From Spectral Graph Convolutions to Large Scale Graph Convolutional
Networks
- URL: http://arxiv.org/abs/2207.05669v1
- Date: Tue, 12 Jul 2022 16:57:08 GMT
- Title: From Spectral Graph Convolutions to Large Scale Graph Convolutional
Networks
- Authors: Matteo Bunino
- Abstract summary: Graph Convolutional Networks (GCNs) have been shown to be a powerful concept that has been successfully applied to a large variety of tasks.
We study the theory that paved the way to the definition of GCN, including related parts of classical graph theory.
- Score: 0.0
- License: http://creativecommons.org/licenses/by-nc-nd/4.0/
- Abstract: Graph Convolutional Networks (GCNs) have been shown to be a powerful concept
that has been successfully applied to a large variety of tasks across many
domains over the past years. In this work we study the theory that paved the
way to the definition of GCN, including related parts of classical graph
theory. We also discuss and experimentally demonstrate key properties and
limitations of GCNs such as those caused by the statistical dependency of
samples, introduced by the edges of the graph, which causes the estimates of
the full gradient to be biased. Another limitation we discuss is the negative
impact of minibatch sampling on the model performance. As a consequence, during
parameter update, gradients are computed on the whole dataset, undermining
scalability to large graphs.
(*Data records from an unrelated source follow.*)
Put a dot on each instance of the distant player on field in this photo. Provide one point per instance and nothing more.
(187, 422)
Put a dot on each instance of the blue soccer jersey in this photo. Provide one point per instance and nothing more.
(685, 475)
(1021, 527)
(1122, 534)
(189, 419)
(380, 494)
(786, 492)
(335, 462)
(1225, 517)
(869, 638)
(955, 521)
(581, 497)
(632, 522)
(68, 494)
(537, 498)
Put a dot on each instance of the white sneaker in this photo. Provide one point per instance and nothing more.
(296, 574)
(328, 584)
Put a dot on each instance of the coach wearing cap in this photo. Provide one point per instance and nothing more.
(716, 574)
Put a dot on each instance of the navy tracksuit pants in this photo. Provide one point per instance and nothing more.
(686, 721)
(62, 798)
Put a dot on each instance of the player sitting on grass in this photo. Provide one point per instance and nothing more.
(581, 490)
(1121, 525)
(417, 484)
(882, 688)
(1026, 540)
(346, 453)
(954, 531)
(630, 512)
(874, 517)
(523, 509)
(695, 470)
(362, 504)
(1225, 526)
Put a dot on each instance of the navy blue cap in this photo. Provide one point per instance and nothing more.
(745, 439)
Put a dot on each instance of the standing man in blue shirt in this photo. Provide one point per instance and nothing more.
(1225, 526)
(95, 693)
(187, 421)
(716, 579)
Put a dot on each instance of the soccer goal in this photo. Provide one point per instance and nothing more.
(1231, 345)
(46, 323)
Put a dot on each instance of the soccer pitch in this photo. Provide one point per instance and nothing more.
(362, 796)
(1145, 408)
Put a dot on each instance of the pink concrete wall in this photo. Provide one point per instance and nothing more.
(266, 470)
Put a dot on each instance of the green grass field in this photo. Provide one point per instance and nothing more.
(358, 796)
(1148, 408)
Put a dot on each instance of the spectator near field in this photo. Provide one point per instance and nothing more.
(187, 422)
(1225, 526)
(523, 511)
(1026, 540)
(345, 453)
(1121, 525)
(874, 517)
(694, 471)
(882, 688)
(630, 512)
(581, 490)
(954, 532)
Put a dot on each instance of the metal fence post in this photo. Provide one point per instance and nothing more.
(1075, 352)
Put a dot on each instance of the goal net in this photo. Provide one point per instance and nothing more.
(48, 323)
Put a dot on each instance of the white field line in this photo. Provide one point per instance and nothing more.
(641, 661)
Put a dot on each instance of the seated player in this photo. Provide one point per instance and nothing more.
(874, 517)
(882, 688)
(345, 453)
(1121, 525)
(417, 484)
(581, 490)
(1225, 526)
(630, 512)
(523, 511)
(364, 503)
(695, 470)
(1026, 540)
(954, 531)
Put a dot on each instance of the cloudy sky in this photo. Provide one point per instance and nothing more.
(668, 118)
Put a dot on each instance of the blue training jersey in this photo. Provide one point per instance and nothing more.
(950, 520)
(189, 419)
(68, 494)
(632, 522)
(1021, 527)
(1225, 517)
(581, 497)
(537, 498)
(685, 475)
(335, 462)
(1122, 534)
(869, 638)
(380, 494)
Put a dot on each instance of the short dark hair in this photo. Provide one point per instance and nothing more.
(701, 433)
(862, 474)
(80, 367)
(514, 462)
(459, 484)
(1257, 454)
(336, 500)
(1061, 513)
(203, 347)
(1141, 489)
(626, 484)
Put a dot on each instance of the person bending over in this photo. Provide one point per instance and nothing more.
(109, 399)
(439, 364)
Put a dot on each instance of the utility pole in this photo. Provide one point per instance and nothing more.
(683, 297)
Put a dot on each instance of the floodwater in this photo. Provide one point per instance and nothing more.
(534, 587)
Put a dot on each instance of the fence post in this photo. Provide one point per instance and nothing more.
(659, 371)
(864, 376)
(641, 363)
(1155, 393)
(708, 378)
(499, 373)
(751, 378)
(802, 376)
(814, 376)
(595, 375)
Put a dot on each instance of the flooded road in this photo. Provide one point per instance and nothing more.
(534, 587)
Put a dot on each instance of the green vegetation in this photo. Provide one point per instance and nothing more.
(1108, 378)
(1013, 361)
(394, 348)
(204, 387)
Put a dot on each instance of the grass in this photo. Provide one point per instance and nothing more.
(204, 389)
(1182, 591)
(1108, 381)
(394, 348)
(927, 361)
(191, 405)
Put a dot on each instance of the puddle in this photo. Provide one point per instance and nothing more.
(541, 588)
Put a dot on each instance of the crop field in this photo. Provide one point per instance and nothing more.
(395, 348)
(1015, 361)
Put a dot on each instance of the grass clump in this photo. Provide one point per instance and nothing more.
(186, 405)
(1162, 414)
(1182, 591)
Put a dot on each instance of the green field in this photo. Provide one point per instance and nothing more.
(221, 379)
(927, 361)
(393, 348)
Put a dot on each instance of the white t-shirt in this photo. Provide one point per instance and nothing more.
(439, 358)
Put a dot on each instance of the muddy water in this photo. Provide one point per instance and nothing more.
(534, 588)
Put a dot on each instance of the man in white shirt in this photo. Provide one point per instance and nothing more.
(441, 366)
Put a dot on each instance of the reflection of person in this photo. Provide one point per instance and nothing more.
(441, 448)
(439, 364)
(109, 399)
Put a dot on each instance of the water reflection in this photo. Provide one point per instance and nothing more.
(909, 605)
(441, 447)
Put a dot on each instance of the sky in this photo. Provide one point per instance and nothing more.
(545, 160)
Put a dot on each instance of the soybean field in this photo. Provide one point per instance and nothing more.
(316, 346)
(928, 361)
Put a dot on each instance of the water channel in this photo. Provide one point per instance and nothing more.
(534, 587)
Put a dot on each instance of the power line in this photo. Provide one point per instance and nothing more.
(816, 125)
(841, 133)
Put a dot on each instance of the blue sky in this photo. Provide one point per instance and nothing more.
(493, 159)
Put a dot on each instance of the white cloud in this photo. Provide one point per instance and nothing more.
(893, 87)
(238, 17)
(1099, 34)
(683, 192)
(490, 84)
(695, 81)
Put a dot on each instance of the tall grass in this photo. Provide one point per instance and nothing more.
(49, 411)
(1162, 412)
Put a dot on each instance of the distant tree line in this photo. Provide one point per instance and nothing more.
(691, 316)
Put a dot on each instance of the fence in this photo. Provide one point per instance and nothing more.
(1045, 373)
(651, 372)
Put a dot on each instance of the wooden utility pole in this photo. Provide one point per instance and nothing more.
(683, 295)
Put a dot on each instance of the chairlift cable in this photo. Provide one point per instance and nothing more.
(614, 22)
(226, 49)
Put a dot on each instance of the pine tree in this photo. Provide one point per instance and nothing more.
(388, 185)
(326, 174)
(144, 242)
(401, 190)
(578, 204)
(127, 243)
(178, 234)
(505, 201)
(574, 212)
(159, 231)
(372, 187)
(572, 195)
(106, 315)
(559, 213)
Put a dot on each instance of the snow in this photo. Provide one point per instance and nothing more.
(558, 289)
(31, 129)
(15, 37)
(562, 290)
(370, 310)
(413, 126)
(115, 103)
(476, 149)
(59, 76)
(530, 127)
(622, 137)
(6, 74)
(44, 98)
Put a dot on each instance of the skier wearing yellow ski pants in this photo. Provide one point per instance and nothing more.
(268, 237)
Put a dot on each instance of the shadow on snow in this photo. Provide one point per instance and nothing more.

To account for this, we research alternative
methods which allow to safely learn good parameters while sampling only a
subset of data per iteration. We reproduce the results reported in the work of
Kipf et al. and propose an implementation inspired to SIGN, which is a
sampling-free minibatch method. Eventually we compare the two implementations
on a benchmark dataset, proving that they are comparable in terms of prediction
accuracy for the task of semi-supervised node classification.